In the human context, people can’t even stomach allowing for that within their own small towns. Someone realizes they have to be a doctor, a police man, a fireman, a paramedic, and so on in order to avoid a certain threshold of rights violations and suffering. When war happens, we understand a certain amount of people are required to be soldiers to stop more mayhem. We had to take up arms to help protect Black rights back when the North divided against the South. Likewise, there’s no trait or set of traits in the animal context that if it were true of a human, would cause me to lack a sufficiently strong, but not necessarily equal obligation, to fighting for theses trait-equalized beings as I would your average human. If that sounds confusing, I’m just saying that animal’s minimum value with respects to basic rights (such as life and autonomy) of deserving to be fought for logically follows from believing in human rights. And that’s not just true of myself. That’s true of anyone. So, unless you can name a trait or set of traits that you think justify the difference of treatment with respects to having a moral obligation to protect one set of beings and not the other and doesn’t result in an absurd position, you’re behold to that view as well. And I realize that not many people are logically consistent in their actions as they are their beliefs AKA “vegan” yet, descriptively. But that urgency I am discussing here, the kind of pain that fills you up of sheer disgust for moments of peace and serenity as you know of horrors happening in parallel to your sense of pleasure, it would fill the world with grief and guilt if we all became aware. But then something else would happen sometime after. People would do something about it. They would change the wrongs for once, instead of pretending they don’t exist. And all of our peace would be earned. All of the wellbeing received would be earnest. It wouldn’t be a selfish sense of satisfaction. It would be shared. Until we reach that world, the only craziness I will encounter is staying closer to this one.

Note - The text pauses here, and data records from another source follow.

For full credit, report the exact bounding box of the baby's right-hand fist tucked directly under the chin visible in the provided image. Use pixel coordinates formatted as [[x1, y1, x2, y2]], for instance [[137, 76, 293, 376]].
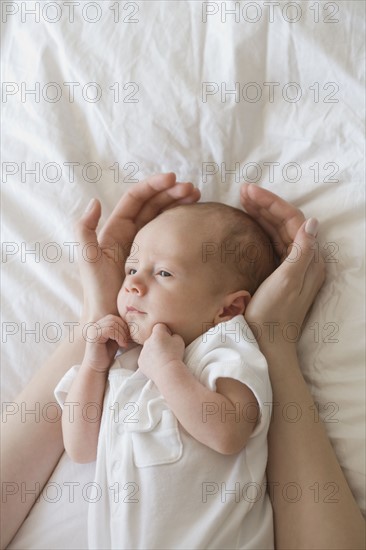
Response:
[[138, 323, 185, 381]]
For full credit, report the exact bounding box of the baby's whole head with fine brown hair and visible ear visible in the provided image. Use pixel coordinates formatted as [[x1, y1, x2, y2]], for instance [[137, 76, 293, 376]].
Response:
[[117, 202, 275, 345]]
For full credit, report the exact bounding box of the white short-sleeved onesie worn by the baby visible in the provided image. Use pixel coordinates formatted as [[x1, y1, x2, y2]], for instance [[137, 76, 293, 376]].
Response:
[[55, 315, 274, 550]]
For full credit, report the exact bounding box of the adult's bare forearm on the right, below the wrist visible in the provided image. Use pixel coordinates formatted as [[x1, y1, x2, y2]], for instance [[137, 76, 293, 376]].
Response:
[[263, 344, 364, 550]]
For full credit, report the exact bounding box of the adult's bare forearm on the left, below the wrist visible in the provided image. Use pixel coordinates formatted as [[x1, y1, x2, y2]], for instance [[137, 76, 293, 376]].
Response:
[[1, 330, 85, 548]]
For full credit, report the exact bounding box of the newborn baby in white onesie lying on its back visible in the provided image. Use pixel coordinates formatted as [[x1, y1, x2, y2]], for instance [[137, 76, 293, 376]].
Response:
[[55, 203, 275, 550]]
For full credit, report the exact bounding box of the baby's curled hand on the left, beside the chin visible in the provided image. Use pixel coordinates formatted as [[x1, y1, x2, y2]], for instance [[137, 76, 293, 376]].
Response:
[[83, 314, 130, 372]]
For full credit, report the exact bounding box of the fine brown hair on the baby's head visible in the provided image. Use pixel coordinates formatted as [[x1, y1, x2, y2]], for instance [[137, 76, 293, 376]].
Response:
[[170, 202, 276, 296]]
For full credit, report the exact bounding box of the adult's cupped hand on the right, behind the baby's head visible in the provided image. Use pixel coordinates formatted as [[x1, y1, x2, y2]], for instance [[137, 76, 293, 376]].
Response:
[[240, 184, 325, 349]]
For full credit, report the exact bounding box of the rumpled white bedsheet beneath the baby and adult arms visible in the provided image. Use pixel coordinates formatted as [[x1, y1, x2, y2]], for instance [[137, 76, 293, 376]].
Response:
[[1, 0, 365, 549]]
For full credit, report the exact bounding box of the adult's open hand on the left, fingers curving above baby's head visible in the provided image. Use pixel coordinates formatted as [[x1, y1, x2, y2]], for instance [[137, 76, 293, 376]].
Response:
[[75, 173, 200, 321]]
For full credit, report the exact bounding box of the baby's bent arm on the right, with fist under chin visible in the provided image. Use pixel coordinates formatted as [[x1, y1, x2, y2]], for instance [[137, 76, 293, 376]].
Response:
[[139, 324, 259, 454]]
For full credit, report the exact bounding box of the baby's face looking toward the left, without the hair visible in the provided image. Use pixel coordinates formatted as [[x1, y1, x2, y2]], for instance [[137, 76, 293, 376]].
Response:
[[117, 212, 223, 345]]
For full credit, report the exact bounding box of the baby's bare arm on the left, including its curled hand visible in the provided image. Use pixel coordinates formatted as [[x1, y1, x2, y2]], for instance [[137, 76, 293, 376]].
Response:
[[62, 315, 128, 463]]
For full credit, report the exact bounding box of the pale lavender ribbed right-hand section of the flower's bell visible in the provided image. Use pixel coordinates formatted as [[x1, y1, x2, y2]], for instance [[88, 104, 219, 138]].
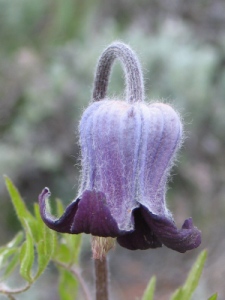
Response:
[[138, 103, 182, 215]]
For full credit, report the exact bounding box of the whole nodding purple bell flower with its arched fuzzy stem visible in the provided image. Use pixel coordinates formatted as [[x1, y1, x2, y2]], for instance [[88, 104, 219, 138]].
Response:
[[39, 42, 201, 252]]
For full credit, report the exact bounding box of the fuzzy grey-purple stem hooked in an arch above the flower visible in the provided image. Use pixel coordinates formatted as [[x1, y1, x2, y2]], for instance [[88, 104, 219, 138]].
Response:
[[93, 42, 144, 103]]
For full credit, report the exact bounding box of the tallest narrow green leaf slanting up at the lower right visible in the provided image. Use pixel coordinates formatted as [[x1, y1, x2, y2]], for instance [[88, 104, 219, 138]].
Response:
[[171, 251, 207, 300]]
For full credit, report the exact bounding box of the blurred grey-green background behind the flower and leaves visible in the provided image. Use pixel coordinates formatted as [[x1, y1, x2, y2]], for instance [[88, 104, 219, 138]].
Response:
[[0, 0, 225, 300]]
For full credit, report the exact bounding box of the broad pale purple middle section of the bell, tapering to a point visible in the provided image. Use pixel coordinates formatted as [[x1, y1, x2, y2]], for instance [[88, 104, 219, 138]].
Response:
[[80, 101, 141, 230]]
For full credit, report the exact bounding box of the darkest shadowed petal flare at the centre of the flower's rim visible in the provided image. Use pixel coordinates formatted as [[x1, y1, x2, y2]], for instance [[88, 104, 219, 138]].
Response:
[[117, 209, 162, 250]]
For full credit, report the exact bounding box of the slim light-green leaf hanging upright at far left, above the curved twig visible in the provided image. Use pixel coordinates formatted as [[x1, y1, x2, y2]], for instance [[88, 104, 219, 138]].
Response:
[[20, 221, 34, 283]]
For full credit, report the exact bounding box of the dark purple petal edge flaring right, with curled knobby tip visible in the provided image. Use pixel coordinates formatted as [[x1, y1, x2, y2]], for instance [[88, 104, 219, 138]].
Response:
[[141, 207, 201, 253]]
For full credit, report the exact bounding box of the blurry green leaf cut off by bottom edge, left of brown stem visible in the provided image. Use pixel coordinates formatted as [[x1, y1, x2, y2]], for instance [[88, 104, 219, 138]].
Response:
[[58, 268, 78, 300]]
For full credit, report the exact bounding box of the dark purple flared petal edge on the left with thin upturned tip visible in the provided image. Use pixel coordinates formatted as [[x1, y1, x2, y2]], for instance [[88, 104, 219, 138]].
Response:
[[39, 188, 122, 237]]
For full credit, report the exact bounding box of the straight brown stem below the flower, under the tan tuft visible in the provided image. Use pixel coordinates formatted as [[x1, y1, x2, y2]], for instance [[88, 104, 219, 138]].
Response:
[[94, 257, 108, 300]]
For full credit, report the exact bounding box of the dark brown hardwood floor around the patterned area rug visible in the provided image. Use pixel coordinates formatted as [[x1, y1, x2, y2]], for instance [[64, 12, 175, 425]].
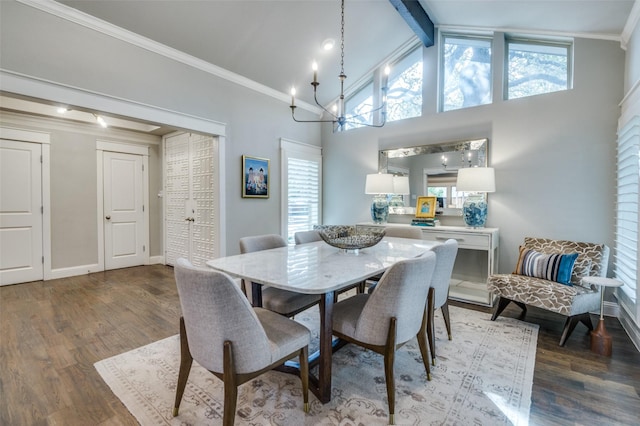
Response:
[[0, 265, 640, 426]]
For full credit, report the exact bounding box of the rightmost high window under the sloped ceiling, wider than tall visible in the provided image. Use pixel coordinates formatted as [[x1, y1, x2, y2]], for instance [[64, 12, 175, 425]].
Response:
[[505, 39, 571, 99]]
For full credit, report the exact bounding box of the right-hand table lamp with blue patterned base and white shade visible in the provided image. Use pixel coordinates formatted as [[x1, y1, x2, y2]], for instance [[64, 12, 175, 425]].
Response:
[[456, 167, 496, 228]]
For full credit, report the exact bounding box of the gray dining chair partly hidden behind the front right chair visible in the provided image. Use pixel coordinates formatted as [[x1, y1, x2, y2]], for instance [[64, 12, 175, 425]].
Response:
[[427, 239, 458, 365]]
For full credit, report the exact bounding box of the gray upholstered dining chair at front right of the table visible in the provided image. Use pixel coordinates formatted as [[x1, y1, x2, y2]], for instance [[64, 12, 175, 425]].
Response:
[[333, 251, 436, 424]]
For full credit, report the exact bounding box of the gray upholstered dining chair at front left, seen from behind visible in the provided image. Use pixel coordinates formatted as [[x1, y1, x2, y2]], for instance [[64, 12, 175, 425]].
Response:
[[173, 258, 310, 426]]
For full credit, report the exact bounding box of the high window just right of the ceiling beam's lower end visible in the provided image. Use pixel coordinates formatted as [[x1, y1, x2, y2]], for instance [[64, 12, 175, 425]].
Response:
[[440, 35, 491, 111]]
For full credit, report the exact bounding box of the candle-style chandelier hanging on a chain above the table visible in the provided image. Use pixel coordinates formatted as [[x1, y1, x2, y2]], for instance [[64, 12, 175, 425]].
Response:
[[290, 0, 389, 131]]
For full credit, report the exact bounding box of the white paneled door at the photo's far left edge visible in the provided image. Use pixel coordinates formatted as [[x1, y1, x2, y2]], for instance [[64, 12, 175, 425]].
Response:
[[0, 140, 44, 285]]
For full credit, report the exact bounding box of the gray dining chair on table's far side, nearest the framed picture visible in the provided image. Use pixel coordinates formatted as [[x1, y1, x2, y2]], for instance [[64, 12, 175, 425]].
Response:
[[240, 234, 320, 317]]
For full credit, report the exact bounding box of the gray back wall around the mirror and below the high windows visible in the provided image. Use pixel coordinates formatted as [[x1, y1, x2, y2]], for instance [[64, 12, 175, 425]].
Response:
[[323, 33, 625, 272]]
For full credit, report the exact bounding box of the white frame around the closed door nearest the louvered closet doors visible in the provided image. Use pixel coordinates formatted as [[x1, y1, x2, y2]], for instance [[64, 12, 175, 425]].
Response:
[[96, 140, 150, 271]]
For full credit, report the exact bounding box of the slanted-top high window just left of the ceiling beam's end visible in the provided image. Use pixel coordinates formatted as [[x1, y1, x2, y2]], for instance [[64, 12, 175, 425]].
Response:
[[387, 45, 422, 121]]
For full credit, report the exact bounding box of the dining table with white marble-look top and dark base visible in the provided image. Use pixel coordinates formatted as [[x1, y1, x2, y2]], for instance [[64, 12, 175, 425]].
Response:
[[206, 236, 440, 403]]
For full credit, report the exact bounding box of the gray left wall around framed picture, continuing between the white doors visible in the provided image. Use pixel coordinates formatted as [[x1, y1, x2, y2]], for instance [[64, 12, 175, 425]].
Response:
[[0, 1, 320, 266]]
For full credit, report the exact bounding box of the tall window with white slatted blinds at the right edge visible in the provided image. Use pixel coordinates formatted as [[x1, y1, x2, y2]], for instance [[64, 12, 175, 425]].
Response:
[[614, 116, 640, 310]]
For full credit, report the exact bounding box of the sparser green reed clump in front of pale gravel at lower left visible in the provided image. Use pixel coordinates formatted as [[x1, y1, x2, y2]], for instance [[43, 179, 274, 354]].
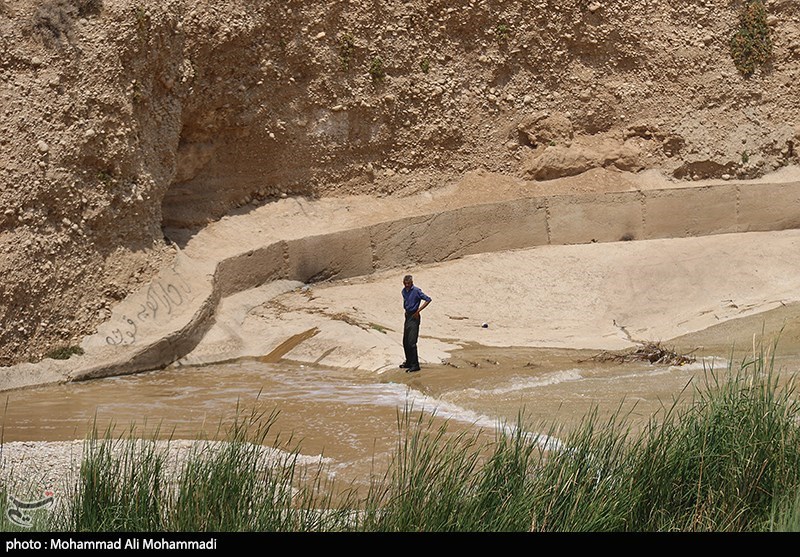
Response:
[[65, 408, 356, 532]]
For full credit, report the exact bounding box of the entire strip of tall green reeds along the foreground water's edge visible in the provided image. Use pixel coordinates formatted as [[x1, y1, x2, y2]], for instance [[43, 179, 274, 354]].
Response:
[[4, 338, 800, 532]]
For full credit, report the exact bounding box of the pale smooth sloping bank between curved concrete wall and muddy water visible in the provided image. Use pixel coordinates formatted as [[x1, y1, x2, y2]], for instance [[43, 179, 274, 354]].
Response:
[[180, 230, 800, 373]]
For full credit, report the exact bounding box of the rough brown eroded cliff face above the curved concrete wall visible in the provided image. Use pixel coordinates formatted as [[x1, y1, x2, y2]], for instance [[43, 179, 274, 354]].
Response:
[[0, 0, 800, 365]]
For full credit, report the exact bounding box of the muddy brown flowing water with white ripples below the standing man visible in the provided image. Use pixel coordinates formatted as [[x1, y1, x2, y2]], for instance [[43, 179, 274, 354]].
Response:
[[2, 347, 764, 479]]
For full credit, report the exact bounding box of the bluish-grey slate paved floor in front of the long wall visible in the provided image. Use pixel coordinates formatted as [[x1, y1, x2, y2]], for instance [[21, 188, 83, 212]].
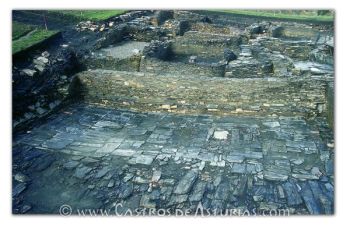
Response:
[[13, 104, 334, 214]]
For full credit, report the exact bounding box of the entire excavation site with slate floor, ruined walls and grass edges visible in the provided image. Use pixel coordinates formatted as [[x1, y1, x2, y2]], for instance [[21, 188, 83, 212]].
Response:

If you had the opportunity to make a collab track with any artist, living or dead, on the condition that they share your values at least 70% — who would it be?
Michael Jackson. I don’t think there’s evidence to believe he was a big animal rights advocate per se, but I will say it’s not a stretch to say he’d be on board if given a chance to critically think about it, especially given a large amount of his music is about changing the world for the better, spreading love, and bringing peace. He’s a perfectionist for music such as myself, and as much as I am tempted at times to take my sound engineer’s advice of making simple beats and just producing a ton of content, I simply can’t bring myself to lowering my standards. Sonically, it’s pointless to even bring up the sound of his vocals as a reason, except only to be rhetorical about it from a meta-view such as I am here. How funny to make a song hating on one Jackson, while wishing to collab on a track with another! I certainly take inspiration from Michael though, both musically and emotionally. Philosophy, at the end of the day, is just facing that Man In The Mirror.